Things were already getting back to normal.

Jerry’s bad timing was matched by his choice of bad location. He’d insisted on the Pioneer, all the way up in Ketchum, rather than any one of the good eateries in Hailey. But the Pioneer was Kevin’s favorite. And Kevin wasn’t about to fight it. Not now, anyway.

Kevin was stitched up at St. Luke’s and moved to a private room, where he slept six hours before being discharged to his mother’s care. Myra had been uncommonly quiet throughout the ordeal. It had taken Walt several hours to realize she’d been praying.

For his part, Walt spent most of Sunday on the telephone and in meetings. Dog tired, he finally called a joint press conference with the FBI, emphasizing the success resulting from cooperation between his office and their agency. In a strange, almost surreal, twist, the FBI fielded nearly all of the questions. In the end, according to the wording of the official statement, it was a “well-choreographed, jointly operated raid that had resulted in the safe recovery of assets.” By assets, he meant the two teenagers.

The dinner itself was painful. Forced but enthusiastic conversation through the salad course when Myra, fueled by white wine with ice, made a reference to Bobby that had silenced the table.

“I am so done with that,” Kevin said.

Walt didn’t know if it was his nephew or the painkillers talking.

“Excuse me?” Jerry said.

“My dad, the family’s inability to get past his death and remember his life. I don’t want to remember that day, I want to remember all the days that came before it. I mean, come on, people.”

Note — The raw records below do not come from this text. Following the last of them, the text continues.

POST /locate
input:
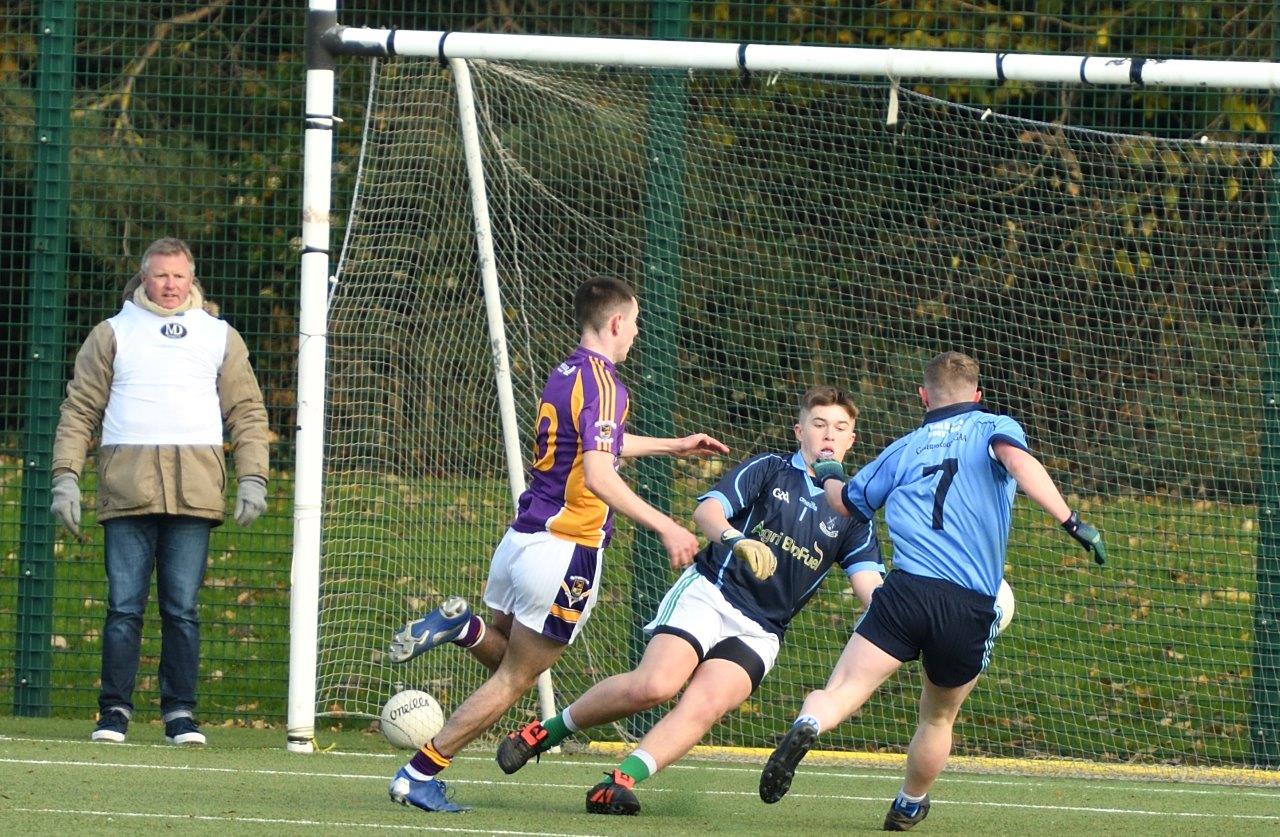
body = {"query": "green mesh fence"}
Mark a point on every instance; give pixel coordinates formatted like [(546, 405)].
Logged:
[(1114, 287), (128, 120)]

Kevin caught his grandpa’s startled expression and turned his attention to a baked potato the size of a football. But then something happened that Walt definitely attributed to the painkillers: Kevin lifted his head and bravely entered into a staring contest with the senior Fleming.

“The thing is,” Kevin said, “I was the one that found him… suicide or no suicide-”

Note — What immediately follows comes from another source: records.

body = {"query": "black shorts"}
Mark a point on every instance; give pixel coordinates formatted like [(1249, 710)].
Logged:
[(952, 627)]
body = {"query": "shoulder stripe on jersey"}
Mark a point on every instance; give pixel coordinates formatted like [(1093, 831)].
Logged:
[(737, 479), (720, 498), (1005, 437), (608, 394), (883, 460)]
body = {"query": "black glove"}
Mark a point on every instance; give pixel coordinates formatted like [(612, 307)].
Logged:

At this, Jerry rose several inches in his chair.

“Oh, yeah, I know all about that,” Kevin said. “But I don’t care how he died, I care how he lived. He was a good dad. Maybe not as smart as Uncle Walt or as brave as you, but that only made him different, not bad.”

Myra had buried her face in her napkin and her shoulders were shaking. Walt reached over and placed his hand on her back, and she sagged toward him.

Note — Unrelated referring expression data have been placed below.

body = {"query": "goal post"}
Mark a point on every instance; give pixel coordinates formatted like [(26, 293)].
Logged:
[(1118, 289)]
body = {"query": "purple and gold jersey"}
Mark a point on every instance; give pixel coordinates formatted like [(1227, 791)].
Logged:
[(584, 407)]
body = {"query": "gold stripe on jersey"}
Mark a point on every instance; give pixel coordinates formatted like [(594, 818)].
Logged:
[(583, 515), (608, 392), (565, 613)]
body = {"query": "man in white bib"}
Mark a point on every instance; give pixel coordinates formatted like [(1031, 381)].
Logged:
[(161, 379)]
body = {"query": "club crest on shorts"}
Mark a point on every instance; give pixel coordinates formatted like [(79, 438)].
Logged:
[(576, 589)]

“And I’m sick of no one ever talking about him. You all act like he never existed, and that’s just not going to work for me. He was there with me today.”

He stabbed at the potato, then set down the fork.

“I dropped that gun because of him, and I don’t know if that was a good thing or a bad thing. But I’m not pretending anymore that he never existed.” Kevin looked around at each of them. “So all of you had better get used to it.”

Definitely, it was the painkillers, because his statement was followed by a devilish grin that he fought to conceal but couldn’t. And then, inexplicably, he began to laugh-a small laugh, at first, a chuckle. But it grew inside him and then spread like a virus around the table until everyone, including Jerry, was laughing. The uncontrolled group laugh drew the attention of the crowded restaurant. They were laughing about a dead man and everybody was watching them, noticing them. It was a laugh that made Jerry proud.